TORONTO (Reuters) - Royal Bank of Canada (RY.TO), Canada’s biggest bank, said it was closely monitoring home prices in Vancouver and Toronto after reporting slightly higher-than-expected quarterly earnings on Wednesday.
Canada’s banks are facing heightened scrutiny of their mortgage underwriting practices as authorities try to tackle the potential threat of a housing bubble in the two cities, where prices have soared.
RBC Chief Executive Officer Dave McKay said the bank was watching those markets, although it has less exposure to Vancouver than rivals.
“We have prudent underwriting practices in place, with the necessary technology to closely monitor these markets and quickly react if situations materialize,” McKay said.
He added that the bank supported the federal government’s move to set up a working group to look at the issue.
Canada’s banking regulator raised concerns about mortgage underwriting standards across the industry in July and ordered smaller lenders to check their ability to withstand steep falls in prices.
In the same month, British Columbia introduced a new 15 percent tax on foreign real estate buyers in July in an effort to cool Vancouver’s red hot market.
“I think if it does what’s intended we would view that as favorable but the jury is out on that,” Chief Financial Officer Janice Fukakusa said in an interview.
RBC’s earnings for the third quarter ended on July 31 benefited from rising oil prices that allowed it to set aside less money to cover energy companies’ bad loans.
The bank’s wealth management business performed well, offsetting weakness in insurance.
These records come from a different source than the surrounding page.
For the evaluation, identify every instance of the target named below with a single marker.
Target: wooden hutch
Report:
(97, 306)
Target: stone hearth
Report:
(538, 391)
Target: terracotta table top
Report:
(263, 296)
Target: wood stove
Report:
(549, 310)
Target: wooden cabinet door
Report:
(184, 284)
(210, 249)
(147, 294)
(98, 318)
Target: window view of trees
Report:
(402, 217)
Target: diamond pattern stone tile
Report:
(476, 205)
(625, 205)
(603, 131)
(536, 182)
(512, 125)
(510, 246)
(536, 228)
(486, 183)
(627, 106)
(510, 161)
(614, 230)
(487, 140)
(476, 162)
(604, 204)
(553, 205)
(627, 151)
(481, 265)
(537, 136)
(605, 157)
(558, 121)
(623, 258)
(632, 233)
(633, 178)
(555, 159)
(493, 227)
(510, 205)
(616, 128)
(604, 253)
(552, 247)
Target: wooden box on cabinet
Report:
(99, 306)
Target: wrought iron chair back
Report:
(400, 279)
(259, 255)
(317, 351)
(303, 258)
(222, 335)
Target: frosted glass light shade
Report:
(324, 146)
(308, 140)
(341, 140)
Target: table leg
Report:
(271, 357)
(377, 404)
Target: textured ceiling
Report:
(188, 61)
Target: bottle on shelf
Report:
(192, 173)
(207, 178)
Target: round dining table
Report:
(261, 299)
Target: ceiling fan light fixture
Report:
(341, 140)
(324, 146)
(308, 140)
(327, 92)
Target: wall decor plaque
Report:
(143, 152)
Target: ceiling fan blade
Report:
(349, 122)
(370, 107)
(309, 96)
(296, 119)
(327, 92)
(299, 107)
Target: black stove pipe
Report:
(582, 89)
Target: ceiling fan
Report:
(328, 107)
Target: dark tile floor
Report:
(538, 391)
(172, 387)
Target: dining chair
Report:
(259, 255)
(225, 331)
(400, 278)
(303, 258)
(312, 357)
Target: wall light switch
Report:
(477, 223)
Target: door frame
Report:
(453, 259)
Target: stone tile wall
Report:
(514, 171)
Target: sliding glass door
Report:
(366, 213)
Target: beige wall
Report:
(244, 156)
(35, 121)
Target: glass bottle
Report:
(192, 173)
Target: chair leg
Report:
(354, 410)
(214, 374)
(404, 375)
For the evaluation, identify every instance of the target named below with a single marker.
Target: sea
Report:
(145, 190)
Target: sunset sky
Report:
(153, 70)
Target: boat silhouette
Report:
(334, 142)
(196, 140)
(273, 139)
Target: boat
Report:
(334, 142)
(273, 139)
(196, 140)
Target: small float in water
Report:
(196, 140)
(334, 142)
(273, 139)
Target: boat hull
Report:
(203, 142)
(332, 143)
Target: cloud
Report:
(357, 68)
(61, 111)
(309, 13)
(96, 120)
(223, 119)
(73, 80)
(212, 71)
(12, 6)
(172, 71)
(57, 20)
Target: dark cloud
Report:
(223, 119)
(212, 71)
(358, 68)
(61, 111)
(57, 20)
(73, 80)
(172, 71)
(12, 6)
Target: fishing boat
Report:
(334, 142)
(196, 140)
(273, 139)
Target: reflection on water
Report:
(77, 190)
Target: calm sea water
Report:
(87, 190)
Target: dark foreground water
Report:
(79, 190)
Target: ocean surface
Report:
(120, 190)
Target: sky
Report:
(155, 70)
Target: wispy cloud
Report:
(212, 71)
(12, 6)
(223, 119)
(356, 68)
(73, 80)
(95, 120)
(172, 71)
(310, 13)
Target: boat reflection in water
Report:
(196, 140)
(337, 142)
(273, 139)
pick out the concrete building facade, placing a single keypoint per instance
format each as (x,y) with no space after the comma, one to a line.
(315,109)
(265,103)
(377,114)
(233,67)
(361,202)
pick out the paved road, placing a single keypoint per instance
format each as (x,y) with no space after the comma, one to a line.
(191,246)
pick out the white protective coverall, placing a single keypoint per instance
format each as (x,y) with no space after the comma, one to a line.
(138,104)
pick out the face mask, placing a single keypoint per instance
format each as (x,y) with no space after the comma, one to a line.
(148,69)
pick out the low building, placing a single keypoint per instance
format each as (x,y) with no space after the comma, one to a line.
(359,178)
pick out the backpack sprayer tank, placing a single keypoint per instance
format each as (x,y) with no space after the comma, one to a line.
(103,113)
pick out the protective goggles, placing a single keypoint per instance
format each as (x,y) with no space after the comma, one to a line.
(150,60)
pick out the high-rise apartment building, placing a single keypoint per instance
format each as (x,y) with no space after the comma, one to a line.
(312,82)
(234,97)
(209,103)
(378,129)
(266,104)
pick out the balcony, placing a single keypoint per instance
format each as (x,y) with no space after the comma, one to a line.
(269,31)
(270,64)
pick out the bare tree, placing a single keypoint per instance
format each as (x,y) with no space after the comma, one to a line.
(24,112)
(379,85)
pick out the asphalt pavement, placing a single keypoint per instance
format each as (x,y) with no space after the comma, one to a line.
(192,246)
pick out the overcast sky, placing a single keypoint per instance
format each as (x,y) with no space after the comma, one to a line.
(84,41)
Like other Canadian lenders, RBC had seen an increase in delinquent loans to oil and gas companies due to declining energy prices.
Crude fell to a 13-year low of $25 a barrel in January but recovered by about 30 percent during RBC’s latest quarter, providing relief to energy companies that had been struggling to repay debt.
RBC said its provision for credit losses had fallen 12 basis points to 0.24 percent of its total loans during the quarter, with most of the decline in the oil and gas sector.
Earnings before one-off items were C$1.72 per share, compared with C$1.66 a year earlier. Analysts on average expected C$1.70, according to Thomson Reuters I/B/E/S.
Shares of RBC closed down 0.4 percent.
Profit from RBC’s wealth management division increased by 36 percent to C$388 million, benefiting from the contribution of Los Angeles-based City National, which RBC acquired for $5 billion last year.